This week just-food ran an interview with Finsbury Food Group’s finance boss, Stephen Boyd, who said the UK cake and bread maker is open to more acquisitions. Elsewhere a reshuffle at the top of PepsiCo sent the rumour mill flying the US group could be lining up a successor to replace CEO Indra Nooyi. Premier Foods turned down another takeover proposal from McCormick but did agree to meet with its US suitor. And Fyffes announced the acquisition of Canadian mushroom processor Highline Produce. Here is the week in quotes.

“We will be wanting to acquire in areas which make sense for us, foodservice, cake or bread, whether it be to consolidate the market or take opportunities in areas where there is niche capability” – Finsbury Food Group finance director Stephen Boyd says the group is open to doing more deals.

“We see this playing out in one of two main ways: One, CEO Indra Nooyi decides to depart PepsiCo relatively soon, in which case we believe Al Carey would be next in-line for the top spot. We think Carey would be a very capable CEO of PepsiCo given his extensive experience at the company. Or, two, CEO Nooyi remains at the helm for the next couple/few years, which could raise doubts on Carey’s candidacy for CEO given he is several years older than Nooyi. This to us would suggest that [group CFO] Hugh Johnston as well as both Kirk Tanner and Vivek Sankaran are the ones to watch” – Wells Fargo Securities analyst Bonnie Herzog weighs up options for who could be next in line for the throne as a reshuffle at the top prompts press speculation PepsiCo could be lining up a successor to chairman and CEO Indra Nooyi.

“The board is, however, prepared for meetings to take place in order to discuss value drivers, a review of material pensions documentation, current trading and material contracts, and so to establish whether McCormick will increase its offer price to a recommendable level. It will also be important for McCormick to demonstrate to the board that any revised proposal is deliverable” – Premier Foods plc agrees for its board to meet McCormick & Co. despite having turned down another proposed offer from the US spices group.

“Consider the number of consumers that are more concerned with local and sustainable production today, the growing demand for organic and natural production practices, the fear of [genetically modified organisms], and all other trends in our modern society. Are people that are continually more concerned with method of production also likely to purchase cultured meat products?” – Professor Keith Belk, professor of meat safety and quality in the department of animal sciences at the US’s Colorado State University, is sceptical about market potential for lab-grown meat.

“It is very confusing for consumers. We have come in with a completely different standard and… we are working to communicate that. We are trying to show transparency as to precisely what goes on on our farms” – Jenni Danby, chief marketing officer for The Happy Egg Co.’s US arm, tells just-food there is a lack of understanding among US consumers of the difference between cage-free and free-range production.

“While Aldi is still very much a hard discounter, it is limited to its own products and has a limited number of SKUs whereas Lidl is moving towards some sub-discount concept – you can see more and more branded products in their stores and so I don’t see any reason we wouldn’t play in that game.
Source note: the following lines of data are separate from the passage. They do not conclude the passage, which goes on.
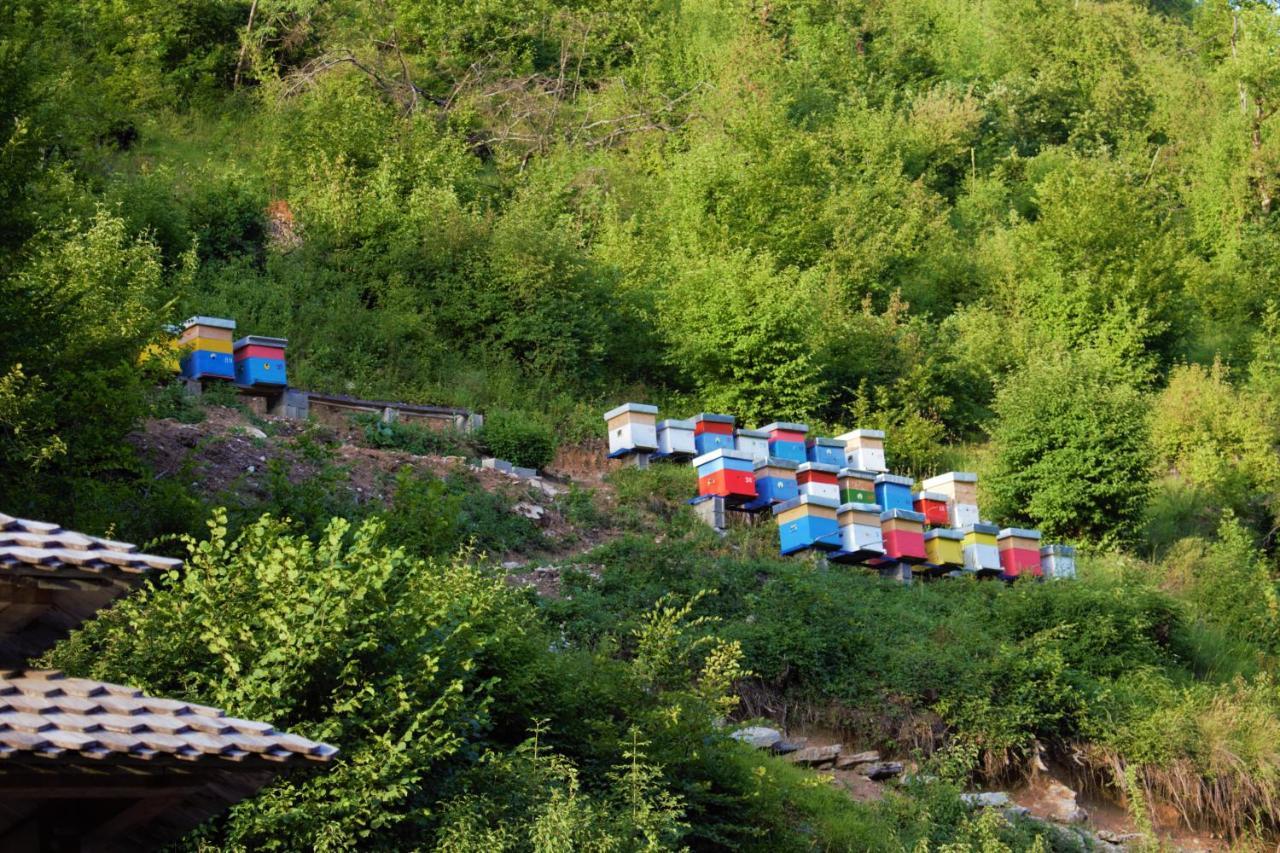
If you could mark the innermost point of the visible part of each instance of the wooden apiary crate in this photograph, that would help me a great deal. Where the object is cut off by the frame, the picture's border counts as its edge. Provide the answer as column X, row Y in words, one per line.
column 894, row 492
column 632, row 429
column 945, row 548
column 754, row 442
column 1019, row 552
column 904, row 536
column 961, row 492
column 818, row 480
column 676, row 439
column 260, row 361
column 775, row 483
column 981, row 550
column 713, row 432
column 786, row 441
column 826, row 451
column 860, row 537
column 727, row 473
column 807, row 523
column 864, row 450
column 856, row 487
column 933, row 507
column 1057, row 561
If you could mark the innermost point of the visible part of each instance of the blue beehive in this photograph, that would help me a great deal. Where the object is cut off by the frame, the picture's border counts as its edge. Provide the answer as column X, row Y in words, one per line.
column 807, row 523
column 786, row 441
column 826, row 451
column 894, row 492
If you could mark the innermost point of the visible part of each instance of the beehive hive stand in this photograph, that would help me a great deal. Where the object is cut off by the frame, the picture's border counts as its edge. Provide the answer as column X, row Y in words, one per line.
column 713, row 432
column 754, row 442
column 676, row 439
column 208, row 347
column 894, row 492
column 860, row 537
column 728, row 474
column 807, row 523
column 981, row 550
column 1057, row 561
column 960, row 489
column 1019, row 552
column 632, row 429
column 864, row 450
column 260, row 361
column 786, row 441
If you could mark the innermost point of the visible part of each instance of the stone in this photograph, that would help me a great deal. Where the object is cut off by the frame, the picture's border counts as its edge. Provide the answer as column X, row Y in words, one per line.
column 816, row 756
column 759, row 737
column 849, row 760
column 986, row 799
column 878, row 770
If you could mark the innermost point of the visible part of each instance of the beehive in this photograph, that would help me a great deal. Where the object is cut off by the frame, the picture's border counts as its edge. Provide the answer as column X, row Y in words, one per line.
column 894, row 492
column 807, row 523
column 786, row 441
column 961, row 492
column 860, row 537
column 826, row 451
column 1019, row 552
column 676, row 438
column 818, row 480
column 933, row 507
column 864, row 450
column 856, row 487
column 754, row 442
column 260, row 361
column 632, row 429
column 1057, row 561
column 945, row 548
column 713, row 432
column 206, row 342
column 981, row 551
column 775, row 482
column 904, row 536
column 727, row 473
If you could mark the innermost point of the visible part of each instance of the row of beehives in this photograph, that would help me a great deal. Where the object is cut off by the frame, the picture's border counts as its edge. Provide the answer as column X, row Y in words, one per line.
column 209, row 350
column 835, row 495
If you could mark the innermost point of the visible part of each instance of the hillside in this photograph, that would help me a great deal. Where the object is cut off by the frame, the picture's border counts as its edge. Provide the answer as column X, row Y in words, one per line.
column 1031, row 240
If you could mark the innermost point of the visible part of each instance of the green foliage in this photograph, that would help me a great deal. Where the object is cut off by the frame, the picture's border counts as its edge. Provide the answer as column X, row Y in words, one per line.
column 519, row 439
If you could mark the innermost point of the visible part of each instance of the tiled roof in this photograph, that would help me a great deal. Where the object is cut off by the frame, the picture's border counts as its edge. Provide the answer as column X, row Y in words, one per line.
column 48, row 715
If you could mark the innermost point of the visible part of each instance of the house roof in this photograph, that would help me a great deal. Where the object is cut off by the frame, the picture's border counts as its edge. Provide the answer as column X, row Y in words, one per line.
column 53, row 579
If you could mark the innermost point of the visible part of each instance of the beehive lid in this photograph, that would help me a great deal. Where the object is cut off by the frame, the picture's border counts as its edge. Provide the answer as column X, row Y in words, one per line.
column 804, row 500
column 261, row 341
column 990, row 529
column 215, row 322
column 785, row 427
column 723, row 452
column 640, row 409
column 950, row 477
column 903, row 515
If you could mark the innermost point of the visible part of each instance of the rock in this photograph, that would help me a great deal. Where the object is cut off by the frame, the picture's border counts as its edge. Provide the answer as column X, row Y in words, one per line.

We need to play cautiously –  we don’t want to be at the mercy of these people but at the same time there is a way to do business with them without compromising ourselves” – Nomad Foods CEO Stefan Descheemaeker says there is a way for the European frozen food group, which is looking to get sales and profits growing again, to ride the wave of discount retailers in the region.

“This transaction fits perfectly with Fyffes’ strategic objective of adding an additional product to its existing three through the acquisition of an established, successful, integrated operator in a category with significant scale” – Fyffes chairman David McCann on the group’s acquisition of Canadian mushroom processor Highline Produce.

“We aim to reinvigorate our fresh milk and ingredients business in Scotland and propose to invest to make Bellshill a centre of excellence for dairy, benefiting consumers, customers, employees and farmers. It is important to stress that the status quo is just not viable in the medium term. Our Scottish dairies are inefficient and costly which is putting a brake on the innovation and investment needed to stimulate new demand for dairy products” –  Andrew McInnes, MD of Müller Milk & Ingredients explains why the German dairy giant is considering closing two Scottish dairies.

“Even in the face of a challenging economic environment, we have identified a significant opportunity to expand our operations in Pernambuco, given the growing consumer demand in the north east” – José Roberto Rodrigues, vice president of corporate relations and legal affairs at BRF, on the Brazilian meat group’s plans to expand and modernise a production plant in Vitória de Santo Antao.

“We have come across instances where in Uttar Pradesh, standards for ‘macaroni products’ are being applied for ‘instant noodles with seasoning’ which is erroneous and misleading. Industry members, including Nestle India, have made a representation to the FSSAI to remove this confusion which is unwarranted. We categorically re-iterate that testing of ‘instant noodles’ against norms set for ‘macaroni products’ will reflect in incorrect results and wrong interpretations” – amid fresh claims over Nestle’s Maggi products in India, a company spokesperson criticises testing standards, which it says has in the past resulted in “misleading results” on the noodles.